Nasr lidera “ensaio” de classificação das 24 Horas de Daytona. Alonso fica em 12º

Sessão de três dias de testes realizada neste fim de semana, nos EUA, não define grid da prova de longa duração, mas estabelece as posições dos boxes e garagens

Por GloboEsporte.com, Daytona, Flórida

alonso

A classificação e a largada das 24 Horas de Daytona só serão realizadas entre os dias 25 e 27 de janeiro. Mas neste fim de semana já deu para ter uma ideia da performance dos pilotos e carros na pista com a sessão de três dias de testes (Roar), que abre a temporada da IMSA, o campeonato de longa duração americano, na Flórida.

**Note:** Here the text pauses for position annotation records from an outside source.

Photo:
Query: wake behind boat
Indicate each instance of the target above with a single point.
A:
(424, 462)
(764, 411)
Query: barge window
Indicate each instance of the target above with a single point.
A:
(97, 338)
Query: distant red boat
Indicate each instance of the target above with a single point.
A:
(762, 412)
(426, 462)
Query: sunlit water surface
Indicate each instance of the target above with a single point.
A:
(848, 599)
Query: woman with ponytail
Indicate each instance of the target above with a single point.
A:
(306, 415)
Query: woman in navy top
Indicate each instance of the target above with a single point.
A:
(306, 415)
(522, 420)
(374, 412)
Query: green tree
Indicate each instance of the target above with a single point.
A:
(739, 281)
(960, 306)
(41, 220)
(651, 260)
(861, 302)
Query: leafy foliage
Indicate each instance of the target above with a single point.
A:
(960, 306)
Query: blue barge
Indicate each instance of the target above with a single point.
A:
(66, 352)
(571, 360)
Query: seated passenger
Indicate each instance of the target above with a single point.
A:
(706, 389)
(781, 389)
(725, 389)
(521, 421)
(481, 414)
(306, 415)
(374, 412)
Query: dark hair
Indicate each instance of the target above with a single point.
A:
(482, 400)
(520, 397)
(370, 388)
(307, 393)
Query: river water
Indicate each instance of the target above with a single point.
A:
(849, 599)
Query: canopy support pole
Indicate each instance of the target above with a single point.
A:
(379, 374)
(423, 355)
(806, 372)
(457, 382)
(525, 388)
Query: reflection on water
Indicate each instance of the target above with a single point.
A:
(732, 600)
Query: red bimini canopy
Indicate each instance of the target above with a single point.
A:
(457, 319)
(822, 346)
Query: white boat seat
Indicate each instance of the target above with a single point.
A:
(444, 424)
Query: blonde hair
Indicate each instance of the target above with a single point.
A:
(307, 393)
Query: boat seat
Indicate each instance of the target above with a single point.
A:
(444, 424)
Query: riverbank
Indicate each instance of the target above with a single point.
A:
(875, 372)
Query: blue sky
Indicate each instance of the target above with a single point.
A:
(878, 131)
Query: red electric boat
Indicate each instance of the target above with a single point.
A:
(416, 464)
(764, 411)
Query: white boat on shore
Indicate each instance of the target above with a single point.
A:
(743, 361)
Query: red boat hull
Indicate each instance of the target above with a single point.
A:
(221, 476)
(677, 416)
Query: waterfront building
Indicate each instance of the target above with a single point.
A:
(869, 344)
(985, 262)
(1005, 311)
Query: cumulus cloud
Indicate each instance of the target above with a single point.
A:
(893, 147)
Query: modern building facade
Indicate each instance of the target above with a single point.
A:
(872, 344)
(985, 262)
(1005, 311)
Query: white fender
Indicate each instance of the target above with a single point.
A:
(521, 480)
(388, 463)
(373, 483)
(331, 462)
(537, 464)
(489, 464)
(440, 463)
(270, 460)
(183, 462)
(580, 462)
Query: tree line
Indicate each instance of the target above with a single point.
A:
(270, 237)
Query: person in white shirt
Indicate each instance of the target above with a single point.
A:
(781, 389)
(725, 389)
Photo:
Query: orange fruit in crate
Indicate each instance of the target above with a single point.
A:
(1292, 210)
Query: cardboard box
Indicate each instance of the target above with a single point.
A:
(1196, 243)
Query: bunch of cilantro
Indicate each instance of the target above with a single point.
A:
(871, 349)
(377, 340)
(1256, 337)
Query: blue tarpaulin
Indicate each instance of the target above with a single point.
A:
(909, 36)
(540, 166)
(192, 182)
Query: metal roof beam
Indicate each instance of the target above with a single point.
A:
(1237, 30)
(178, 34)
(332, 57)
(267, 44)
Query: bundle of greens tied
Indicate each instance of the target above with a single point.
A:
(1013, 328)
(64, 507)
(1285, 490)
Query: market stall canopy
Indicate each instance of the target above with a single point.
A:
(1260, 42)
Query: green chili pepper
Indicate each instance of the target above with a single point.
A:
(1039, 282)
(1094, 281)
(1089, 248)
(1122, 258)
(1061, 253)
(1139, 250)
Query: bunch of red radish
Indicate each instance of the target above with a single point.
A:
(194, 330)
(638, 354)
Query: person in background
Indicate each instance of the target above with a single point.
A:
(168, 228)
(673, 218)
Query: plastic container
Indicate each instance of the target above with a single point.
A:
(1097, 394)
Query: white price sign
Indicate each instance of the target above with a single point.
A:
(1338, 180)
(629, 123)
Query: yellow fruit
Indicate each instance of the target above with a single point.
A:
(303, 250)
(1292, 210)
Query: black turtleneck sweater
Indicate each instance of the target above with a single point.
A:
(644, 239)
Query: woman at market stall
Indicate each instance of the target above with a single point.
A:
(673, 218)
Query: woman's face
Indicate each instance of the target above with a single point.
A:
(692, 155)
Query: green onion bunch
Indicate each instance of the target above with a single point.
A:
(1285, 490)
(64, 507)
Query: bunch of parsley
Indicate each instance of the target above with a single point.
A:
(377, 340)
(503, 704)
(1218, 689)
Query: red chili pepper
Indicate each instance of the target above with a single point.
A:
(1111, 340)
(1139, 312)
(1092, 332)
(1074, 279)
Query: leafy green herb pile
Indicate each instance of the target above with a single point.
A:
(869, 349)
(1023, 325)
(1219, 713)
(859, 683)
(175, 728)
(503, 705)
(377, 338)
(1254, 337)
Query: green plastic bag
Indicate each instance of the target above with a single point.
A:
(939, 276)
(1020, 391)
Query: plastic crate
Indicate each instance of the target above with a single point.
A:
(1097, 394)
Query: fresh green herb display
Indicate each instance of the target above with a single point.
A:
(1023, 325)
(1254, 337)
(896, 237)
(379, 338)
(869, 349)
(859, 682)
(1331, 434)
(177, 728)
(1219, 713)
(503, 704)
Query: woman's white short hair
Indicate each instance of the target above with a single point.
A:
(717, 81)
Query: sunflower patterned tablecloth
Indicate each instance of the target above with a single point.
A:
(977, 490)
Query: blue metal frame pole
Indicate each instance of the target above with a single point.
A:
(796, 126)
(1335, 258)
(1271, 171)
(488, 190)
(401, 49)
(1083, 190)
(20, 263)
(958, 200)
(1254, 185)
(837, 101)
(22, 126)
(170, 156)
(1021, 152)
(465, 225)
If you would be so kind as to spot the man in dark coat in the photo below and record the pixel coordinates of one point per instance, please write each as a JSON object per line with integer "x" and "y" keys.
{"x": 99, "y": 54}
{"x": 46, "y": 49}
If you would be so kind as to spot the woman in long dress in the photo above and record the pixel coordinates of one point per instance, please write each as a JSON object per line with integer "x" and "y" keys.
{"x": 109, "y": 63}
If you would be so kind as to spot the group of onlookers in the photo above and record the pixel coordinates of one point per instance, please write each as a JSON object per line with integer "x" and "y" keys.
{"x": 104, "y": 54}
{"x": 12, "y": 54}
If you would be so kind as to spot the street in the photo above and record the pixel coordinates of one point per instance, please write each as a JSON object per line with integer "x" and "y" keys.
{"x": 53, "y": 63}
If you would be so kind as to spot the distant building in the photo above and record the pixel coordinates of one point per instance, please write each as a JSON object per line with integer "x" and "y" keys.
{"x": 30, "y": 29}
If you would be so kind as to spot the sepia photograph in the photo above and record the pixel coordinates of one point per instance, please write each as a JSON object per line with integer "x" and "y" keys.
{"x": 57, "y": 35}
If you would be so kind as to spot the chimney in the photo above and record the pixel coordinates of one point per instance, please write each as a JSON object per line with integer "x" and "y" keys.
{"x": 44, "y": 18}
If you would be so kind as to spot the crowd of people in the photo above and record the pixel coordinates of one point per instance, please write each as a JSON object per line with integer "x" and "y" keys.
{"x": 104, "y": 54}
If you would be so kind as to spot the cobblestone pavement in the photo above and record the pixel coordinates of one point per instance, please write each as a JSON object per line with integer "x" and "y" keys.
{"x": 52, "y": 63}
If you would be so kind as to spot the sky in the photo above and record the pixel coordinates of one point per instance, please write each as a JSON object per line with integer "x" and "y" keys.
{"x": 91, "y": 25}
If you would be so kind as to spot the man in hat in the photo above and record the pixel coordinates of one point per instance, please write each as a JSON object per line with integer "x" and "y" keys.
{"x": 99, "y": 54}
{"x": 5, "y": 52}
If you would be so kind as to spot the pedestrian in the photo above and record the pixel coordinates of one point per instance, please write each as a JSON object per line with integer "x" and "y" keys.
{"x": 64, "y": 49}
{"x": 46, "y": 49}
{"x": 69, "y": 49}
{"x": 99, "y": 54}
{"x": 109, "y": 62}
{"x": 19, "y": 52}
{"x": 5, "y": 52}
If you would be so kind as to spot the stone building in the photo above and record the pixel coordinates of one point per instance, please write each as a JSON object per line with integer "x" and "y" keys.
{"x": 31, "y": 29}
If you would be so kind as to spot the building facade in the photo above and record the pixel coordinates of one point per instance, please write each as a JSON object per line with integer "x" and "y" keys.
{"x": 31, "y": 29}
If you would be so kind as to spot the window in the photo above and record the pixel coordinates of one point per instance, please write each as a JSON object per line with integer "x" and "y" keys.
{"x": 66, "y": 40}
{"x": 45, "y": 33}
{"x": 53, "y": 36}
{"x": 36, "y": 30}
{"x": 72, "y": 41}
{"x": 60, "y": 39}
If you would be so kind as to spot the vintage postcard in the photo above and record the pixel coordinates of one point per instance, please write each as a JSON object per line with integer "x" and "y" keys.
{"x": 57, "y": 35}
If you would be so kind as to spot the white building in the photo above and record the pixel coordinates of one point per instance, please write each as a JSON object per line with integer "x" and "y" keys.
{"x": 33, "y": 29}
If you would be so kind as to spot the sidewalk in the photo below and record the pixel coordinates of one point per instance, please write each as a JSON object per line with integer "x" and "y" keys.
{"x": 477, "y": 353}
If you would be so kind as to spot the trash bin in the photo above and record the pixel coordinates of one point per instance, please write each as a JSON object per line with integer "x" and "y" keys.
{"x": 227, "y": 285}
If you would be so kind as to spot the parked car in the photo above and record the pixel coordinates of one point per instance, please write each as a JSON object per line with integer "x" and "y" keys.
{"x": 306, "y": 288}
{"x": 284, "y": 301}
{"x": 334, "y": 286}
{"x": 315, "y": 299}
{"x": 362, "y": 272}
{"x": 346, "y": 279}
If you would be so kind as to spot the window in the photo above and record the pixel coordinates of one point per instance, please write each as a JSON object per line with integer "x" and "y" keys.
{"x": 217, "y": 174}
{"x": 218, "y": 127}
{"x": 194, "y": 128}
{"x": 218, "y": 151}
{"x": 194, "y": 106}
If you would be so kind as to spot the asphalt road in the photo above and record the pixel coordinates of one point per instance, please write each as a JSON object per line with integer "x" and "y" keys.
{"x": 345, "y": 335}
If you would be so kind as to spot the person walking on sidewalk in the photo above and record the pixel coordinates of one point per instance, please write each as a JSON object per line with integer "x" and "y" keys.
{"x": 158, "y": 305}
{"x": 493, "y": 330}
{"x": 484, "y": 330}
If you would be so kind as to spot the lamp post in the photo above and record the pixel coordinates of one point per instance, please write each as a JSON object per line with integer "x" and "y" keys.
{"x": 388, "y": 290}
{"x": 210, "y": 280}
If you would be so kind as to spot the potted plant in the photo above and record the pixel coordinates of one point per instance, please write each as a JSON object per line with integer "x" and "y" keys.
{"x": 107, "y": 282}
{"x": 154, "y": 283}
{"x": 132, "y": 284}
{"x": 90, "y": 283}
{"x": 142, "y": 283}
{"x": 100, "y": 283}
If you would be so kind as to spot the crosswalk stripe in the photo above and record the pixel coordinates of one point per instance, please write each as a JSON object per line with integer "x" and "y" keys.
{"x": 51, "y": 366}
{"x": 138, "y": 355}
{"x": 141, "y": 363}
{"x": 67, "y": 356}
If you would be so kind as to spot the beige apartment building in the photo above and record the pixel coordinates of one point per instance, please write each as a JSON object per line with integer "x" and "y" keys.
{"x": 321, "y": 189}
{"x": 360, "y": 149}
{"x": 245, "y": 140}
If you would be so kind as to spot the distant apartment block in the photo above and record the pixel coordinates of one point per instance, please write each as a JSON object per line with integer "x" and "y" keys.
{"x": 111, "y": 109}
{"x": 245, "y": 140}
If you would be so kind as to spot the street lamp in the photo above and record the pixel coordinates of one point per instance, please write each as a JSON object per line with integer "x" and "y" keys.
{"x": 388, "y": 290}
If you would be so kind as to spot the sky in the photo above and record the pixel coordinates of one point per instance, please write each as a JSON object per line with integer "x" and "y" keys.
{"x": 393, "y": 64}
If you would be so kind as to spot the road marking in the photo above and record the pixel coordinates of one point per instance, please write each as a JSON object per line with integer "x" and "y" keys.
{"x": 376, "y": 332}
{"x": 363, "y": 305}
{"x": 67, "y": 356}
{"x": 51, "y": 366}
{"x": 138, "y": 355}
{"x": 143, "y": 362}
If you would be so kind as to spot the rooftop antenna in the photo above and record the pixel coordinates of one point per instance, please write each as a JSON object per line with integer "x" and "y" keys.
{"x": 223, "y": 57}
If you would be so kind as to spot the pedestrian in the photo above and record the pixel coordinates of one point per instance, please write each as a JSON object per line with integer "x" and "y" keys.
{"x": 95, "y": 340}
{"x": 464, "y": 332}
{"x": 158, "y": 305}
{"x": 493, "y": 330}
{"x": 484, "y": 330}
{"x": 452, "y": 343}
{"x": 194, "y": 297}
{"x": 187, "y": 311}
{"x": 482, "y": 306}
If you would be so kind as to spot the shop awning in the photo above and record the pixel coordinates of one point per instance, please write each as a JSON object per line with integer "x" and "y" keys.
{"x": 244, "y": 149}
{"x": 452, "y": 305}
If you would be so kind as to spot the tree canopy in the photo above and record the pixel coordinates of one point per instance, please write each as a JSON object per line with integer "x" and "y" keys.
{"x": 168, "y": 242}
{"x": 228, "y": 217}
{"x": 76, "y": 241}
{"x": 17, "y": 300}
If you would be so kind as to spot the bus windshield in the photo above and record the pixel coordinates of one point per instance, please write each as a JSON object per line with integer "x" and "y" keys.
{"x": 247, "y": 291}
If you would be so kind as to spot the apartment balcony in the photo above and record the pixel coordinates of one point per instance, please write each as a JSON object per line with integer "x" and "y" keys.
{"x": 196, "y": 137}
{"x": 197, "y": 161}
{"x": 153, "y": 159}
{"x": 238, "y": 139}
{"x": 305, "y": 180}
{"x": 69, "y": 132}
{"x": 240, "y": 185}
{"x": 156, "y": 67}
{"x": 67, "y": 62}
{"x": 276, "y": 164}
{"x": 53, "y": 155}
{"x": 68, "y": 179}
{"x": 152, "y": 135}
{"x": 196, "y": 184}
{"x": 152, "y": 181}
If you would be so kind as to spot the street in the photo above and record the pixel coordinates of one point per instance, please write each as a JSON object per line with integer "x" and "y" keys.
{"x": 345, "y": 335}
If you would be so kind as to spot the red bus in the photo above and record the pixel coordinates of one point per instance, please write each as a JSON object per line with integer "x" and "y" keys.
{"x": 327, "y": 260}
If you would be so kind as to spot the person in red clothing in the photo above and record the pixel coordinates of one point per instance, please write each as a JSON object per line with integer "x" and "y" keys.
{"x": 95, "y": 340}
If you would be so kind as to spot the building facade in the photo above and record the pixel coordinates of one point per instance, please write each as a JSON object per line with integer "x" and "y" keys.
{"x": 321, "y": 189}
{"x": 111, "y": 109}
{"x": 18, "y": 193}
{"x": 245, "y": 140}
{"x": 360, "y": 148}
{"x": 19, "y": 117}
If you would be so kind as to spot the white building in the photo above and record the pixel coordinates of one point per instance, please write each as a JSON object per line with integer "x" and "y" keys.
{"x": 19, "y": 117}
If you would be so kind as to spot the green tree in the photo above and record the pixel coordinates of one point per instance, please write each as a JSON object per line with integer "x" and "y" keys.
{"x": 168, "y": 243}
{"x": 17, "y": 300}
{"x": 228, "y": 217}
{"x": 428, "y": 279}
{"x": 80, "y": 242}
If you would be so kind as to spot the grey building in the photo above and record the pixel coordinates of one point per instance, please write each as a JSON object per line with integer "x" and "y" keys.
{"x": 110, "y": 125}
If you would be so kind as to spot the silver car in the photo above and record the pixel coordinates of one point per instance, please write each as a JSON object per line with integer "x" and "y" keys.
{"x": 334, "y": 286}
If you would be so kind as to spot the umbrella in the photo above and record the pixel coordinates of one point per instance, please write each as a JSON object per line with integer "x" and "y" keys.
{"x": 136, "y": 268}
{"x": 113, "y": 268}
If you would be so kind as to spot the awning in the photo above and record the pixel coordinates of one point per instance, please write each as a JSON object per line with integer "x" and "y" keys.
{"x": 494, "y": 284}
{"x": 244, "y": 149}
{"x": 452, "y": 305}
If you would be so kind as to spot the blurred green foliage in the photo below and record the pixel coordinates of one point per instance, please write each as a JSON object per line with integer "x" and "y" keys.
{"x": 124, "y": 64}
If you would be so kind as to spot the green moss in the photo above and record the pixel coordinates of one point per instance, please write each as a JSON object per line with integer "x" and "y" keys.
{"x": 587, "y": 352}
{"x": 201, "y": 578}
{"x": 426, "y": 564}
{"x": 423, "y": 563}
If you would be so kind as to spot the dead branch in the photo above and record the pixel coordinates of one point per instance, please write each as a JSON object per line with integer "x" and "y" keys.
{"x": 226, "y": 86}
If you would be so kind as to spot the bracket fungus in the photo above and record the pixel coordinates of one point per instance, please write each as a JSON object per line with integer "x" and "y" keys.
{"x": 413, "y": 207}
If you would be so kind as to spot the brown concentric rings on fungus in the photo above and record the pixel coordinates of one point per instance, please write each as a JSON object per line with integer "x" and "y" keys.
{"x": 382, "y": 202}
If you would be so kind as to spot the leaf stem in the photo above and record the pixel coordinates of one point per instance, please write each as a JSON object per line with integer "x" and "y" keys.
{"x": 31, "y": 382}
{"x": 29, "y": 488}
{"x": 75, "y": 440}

O “Roar” (ou rugido, em tradução livre) abre o ano da categoria e serve como um “ensaio” para a classificação das 24 Horas. Ainda que os testes não definam o grid da corrida, serve para estabelecer a posição dos boxes e garagens dos times. E nessa primeira disputa no Daytona Speedway, deu Brasil no topo, com Felipe Nasr (Whelen Engineering Racing) anotando o melhor tempo para o quarteto que divide o Cadillac DPi: 1m35s806.

O piloto da Fórmula 1, Fernando Alonso (United Autosports), que está usando a prova como laboratório para as 24 Horas de Le Mans, anotou o 12º melhor tempo da sessão, sendo o mais veloz do trio que divide a Ligier JSP217, com 1m37s515. Após terminar fora do top10, o espanhol admitiu que ainda precisa melhorar o ritmo.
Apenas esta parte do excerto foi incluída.